Le choix du Collège des Bernardins, ancien collège cistercien du XIIIe siècle, n’est pas un simple cadre “beau” : c’est une autorité spatiale, une machine à rendre la moindre couture responsable. L’Associated Press insiste sur cette ambiance spirituelle, sur ce calme presque monastique qui infuse les silhouettes, longues, enveloppantes, robe-like sans devenir “costume”. Vogue, plus nerveux, parle d’un aspect quasi “cultish” : non pas le mystère pour le mystère, mais la sensation qu’un vestiaire peut être un système de croyance, une discipline désirée. La mise en scène fait ainsi ce que le vêtement promet : enlever du bruit, laisser la forme parler, et rappeler que, dans la mode masculine, l’autorité s’exerce souvent par la retenue plutôt que par l’emphase.
Le son comme montage
Rien, dans les impressions des personnes présentes, ne s’attarde vraiment sur une bande-son précise ; ce silence critique est déjà un indice. Ce que la presse documente, en revanche, c’est une atmosphère : “serene”, “contemplative”, un contrôle qui devient une déclaration. Si montage il y a, il est dans la cadence même du défilé, structurée par une progression chromatique de l’aube au crépuscule : la collection se raconte comme une journée qui se ferme, avec cette idée que la formalité n’est pas une occasion, mais un état. Dans une semaine où beaucoup de maisons surlignent leurs intentions, IM MEN semble parier sur une émotion plus sourde : l’impression d’un monde qui se tient, parce que le tissu, lui, tient.
Le thème s’écrit de plusieurs façons selon les médias, et cette petite divergence est révélatrice. Reuters rapporte la formule “formless formal” attribuée à Sen Kawahara : déplacer la formalité au-delà du costume, sans perdre l’idée de tenue. D’autres reprennent “Formless Form”, titrage officiel de la collection, qui dit moins le “formel” que la tension entre sensation et construction. Dans les descriptions de Vogue, la stratégie se lit dans les attaches et les épaules : des serrages par clips crocodile, des volumes remaniés au niveau du trench, des drapés qui déconstruisent le tailoring tout en conservant sa gravité. AP insiste sur la capacité des pièces à changer de statut, par pliage, ajustements, panneaux : une versatilité qui n’a rien du gadget, plutôt l’idée qu’un vêtement doit pouvoir négocier la journée, l’humeur, la posture sociale. C’est là que le “propre” devient politique : non pas propreté morale, mais maintien, intention, cette micro-verticalité du corps quand il décide de se “redresser”.

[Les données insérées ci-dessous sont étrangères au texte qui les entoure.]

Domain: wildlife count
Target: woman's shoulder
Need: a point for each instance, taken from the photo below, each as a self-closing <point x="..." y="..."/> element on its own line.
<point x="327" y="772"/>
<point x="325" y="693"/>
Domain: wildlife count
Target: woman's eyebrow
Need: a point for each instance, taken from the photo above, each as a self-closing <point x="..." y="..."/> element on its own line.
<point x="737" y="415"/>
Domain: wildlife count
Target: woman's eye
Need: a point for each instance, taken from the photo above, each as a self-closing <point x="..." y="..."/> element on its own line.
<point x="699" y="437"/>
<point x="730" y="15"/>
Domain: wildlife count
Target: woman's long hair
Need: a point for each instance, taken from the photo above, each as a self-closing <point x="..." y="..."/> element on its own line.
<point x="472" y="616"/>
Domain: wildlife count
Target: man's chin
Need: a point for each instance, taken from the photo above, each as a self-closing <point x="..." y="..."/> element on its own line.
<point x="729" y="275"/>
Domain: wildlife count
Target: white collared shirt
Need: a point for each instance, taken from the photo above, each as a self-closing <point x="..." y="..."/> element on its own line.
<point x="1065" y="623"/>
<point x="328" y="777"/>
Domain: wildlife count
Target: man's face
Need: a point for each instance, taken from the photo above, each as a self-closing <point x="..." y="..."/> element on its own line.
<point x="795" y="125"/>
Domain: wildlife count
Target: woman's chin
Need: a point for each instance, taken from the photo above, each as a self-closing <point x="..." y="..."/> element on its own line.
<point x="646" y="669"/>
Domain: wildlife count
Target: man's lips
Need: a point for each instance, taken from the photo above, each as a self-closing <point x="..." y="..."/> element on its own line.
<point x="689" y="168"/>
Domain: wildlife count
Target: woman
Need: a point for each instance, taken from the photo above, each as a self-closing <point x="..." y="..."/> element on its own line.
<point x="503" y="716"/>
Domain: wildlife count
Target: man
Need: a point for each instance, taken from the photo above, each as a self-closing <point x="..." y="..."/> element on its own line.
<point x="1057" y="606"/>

Le futur comme nostalgie polie
On a souvent réduit Issey Miyake à une mythologie de l’innovation textile ; ici, l’innovation se donne comme une douceur, presque une éthique de la transformation discrète. La presse note ces textiles capables de passer du plat au tridimensionnel en marchant, cette architecture souple qui fabrique du volume sans armure. Vogue pointe aussi des matières et détails qui troublent le confort : quilting à panneaux verticaux garni de polyester recyclé, lainages à l’irrégularité “tachée”, manteaux matelassés cosy mais “faintly ominous”. Le futur, chez IM MEN, ne s’annonce pas comme rupture mais comme recalibrage : une formalité reprogrammée pour des vies mobiles, une élégance qui ne dépend plus d’un uniforme unique, mais d’une intelligence de construction. Au Bernardins, IM MEN a proposé une idée presque dérangeante par sa douceur : dans un monde qui s’agite, la domination la plus contemporaine pourrait bien être celle qui ressemble à du calme.